Since we store the graph checkpoints we can recover from various errors without having to re-do the computations from scratch. In the case we want to re-run a node that has failed for an ephemeral reason then it is enough to invalidate that single node. However if a node has written outputs but those outputs are incorrect for some reason then the workflow will continue and many dependent nodes may be run with incorrect inputs. In these cases the method storage.restart_task may be useful. It will find all of the dependent nodes that have run and invalidate these also. This means that the chosen node will get restarted and all the subsequent nodes that depend upon it will be run again with new inputs.

from uuid import UUID

from data.typed_eval import typed_eval

from tierkreis import run_graph
from tierkreis.consts import WORKERS_DIR
from tierkreis.executor import UvExecutor
from tierkreis.storage import FileStorage

storage = FileStorage(UUID(int=205), "restart_example", do_cleanup=True)
executor = UvExecutor(WORKERS_DIR, storage.logs_path)
run_graph(storage, executor, typed_eval(), {})

If we open the workflow in the visualiser then we should see something like the following

Completed workflow

which shows that all the nodes have finished.
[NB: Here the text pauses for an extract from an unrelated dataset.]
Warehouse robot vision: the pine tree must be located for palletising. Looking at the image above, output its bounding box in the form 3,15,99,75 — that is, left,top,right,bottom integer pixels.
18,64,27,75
Next we restart the task labelled “builtins.itimes” with the following code. (Alternatively we can click on the node in the visualiser and press the ‘Restart’ button.)

from tierkreis.controller import resume_graph
from tierkreis.controller.data.location import Loc

storage.restart_task(Loc().N(3).N(3))
['-.N3.N5', '-.N4', '-.N3.N4']

If we open the workflow in the visualiser again then we should see something like the following

Completed workflow

which shows that the chosen node has been restarted as well as all the nodes dependent on it.

Next we resume graph execution to complete all the invalidated nodes:

resume_graph(storage, executor)

The graph now shows as completed again, as in the first screenshot.